Lots of authors do NOT update that often; some simple tools NEVER update and don't need to. That means AMO will need to 1) keep track of when things were signed / when they expire, 2) regularly re-sign things, 3) artificially bumping the versions as it does so so that users will be sent updates. Users will have to install updates that don't do anything but refresh the signatures.

This bug is requesting that the certificate checks use the signing time (our old behavior), so that "valid when signed" packages stay valid. Brian and David rightly point out that the signer can easily lie about the signing time making this check useless in the general case. However, our code signing is no longer general case--we've removed support for the code-signing bit for our root store--the only place we now support code-signing is for Marketplace and AMO. In both those cases _we_ are the ones doing the signing -- we can promise not to lie to ourselves about the time.

This is more of an issue if we ever decide to issue certs and allow 3rd-party signing, but that seems unlikely at this point. And since expiring packages are untenable, at that point we'd have to implement some kind of timestamping service.

Comment 4

[Dana Keeler (she/her) (use needinfo) [:keeler]]

(In reply to Daniel Veditz [:dveditz] from comment #3)
> This bug is requesting that the certificate checks use the signing time (our
> old behavior), so that "valid when signed" packages stay valid.
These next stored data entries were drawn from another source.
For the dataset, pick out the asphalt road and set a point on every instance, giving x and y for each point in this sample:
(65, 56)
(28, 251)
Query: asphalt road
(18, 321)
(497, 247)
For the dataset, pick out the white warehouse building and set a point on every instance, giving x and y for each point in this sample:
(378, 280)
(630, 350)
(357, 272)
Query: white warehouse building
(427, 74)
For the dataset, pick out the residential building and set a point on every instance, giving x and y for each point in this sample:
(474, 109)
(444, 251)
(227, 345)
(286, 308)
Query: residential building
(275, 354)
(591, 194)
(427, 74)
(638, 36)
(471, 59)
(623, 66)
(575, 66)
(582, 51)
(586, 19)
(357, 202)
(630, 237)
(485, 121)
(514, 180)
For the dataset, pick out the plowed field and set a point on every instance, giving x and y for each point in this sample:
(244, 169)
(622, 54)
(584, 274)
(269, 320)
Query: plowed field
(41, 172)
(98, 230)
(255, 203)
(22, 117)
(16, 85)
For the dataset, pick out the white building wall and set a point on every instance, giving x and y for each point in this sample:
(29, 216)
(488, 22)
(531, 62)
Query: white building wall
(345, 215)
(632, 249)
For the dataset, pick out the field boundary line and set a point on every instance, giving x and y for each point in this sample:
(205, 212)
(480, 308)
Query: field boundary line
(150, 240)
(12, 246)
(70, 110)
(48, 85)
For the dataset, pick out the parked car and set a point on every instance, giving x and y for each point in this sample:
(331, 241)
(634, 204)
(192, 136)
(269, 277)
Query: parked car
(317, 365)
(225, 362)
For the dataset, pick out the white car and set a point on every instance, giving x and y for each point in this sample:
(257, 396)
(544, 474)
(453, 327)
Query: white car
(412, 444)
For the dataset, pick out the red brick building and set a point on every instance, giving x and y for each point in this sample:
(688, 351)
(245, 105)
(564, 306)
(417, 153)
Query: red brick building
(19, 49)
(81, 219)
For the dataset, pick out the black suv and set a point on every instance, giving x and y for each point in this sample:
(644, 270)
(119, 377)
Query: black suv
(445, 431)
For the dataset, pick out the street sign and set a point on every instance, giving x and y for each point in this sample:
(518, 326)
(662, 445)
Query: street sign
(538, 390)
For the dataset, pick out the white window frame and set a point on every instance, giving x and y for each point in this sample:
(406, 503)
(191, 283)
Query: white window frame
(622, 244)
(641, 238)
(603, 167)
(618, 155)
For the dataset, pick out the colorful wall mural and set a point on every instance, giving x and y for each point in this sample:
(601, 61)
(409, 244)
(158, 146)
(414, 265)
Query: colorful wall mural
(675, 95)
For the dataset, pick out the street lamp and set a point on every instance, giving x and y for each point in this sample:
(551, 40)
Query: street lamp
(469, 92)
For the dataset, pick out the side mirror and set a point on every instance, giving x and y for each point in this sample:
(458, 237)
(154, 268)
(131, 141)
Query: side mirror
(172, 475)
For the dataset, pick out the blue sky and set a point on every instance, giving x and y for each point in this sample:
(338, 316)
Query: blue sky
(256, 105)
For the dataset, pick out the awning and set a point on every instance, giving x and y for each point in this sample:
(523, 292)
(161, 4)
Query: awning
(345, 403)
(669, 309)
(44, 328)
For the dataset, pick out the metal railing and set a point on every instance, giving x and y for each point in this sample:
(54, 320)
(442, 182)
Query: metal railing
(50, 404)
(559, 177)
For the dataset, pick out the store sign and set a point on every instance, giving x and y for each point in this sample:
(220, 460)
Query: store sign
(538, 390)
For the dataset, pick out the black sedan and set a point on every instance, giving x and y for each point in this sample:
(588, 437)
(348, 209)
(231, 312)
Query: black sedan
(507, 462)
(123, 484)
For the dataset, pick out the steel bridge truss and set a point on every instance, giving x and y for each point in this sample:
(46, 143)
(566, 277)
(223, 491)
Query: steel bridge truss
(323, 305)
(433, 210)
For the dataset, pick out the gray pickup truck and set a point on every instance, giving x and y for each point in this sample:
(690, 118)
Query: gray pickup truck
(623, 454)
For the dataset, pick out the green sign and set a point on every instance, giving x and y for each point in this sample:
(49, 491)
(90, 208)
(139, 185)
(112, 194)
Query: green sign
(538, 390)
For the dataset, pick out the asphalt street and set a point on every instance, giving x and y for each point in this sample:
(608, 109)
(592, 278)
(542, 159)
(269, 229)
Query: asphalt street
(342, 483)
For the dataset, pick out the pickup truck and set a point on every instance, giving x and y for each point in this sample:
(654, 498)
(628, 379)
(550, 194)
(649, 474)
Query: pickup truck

Brian and
> David rightly point out that the signer can easily lie about the signing
> time making this check useless in the general case. However, our code
> signing is no longer general case--we've removed support for the
> code-signing bit for our root store--the only place we now support
> code-signing is for Marketplace and AMO. In both those cases _we_ are the
> ones doing the signing -- we can promise not to lie to ourselves about the
> time.

That seems reasonable. On a related note, as far as I can tell, signed JAR verification is now basically dead code, since that uses nsIDataSignatureVerifier::VerifySignature, which doesn't use the AppTrustDomain verification but rather the default NSSCertDBTrustDomain for which there are no trusted code-signing roots. Can we just remove all that?

(See https://dxr.mozilla.org/mozilla-central/rev/02398f2be72b9bbf5ee79348b73ef122c915aae0/modules/libjar/nsJAR.cpp#616 and https://dxr.mozilla.org/mozilla-central/rev/02398f2be72b9bbf5ee79348b73ef122c915aae0/security/manager/ssl/nsDataSignatureVerifier.cpp#249 )

Comment 5

[Dana Keeler (she/her) (use needinfo) [:keeler]]

(In reply to David Keeler [:keeler] (use needinfo?) from comment #4)
> That seems reasonable. On a related note, as far as I can tell, signed JAR
> verification is now basically dead code, since that uses
> nsIDataSignatureVerifier::VerifySignature, which doesn't use the
> AppTrustDomain verification but rather the default NSSCertDBTrustDomain for
> which there are no trusted code-signing roots. Can we just remove all that?

Yes, other Barry, we can (bug 1382749, bug 805305).
In terms of this bug, though, the only add-ons that can be installed in 57 are Mozilla-signed add-ons, and we don't include the signing time attribute anyway, and when the signing certificate is expired we just say it's good (yaaaay...), so I think this bug is wfm now.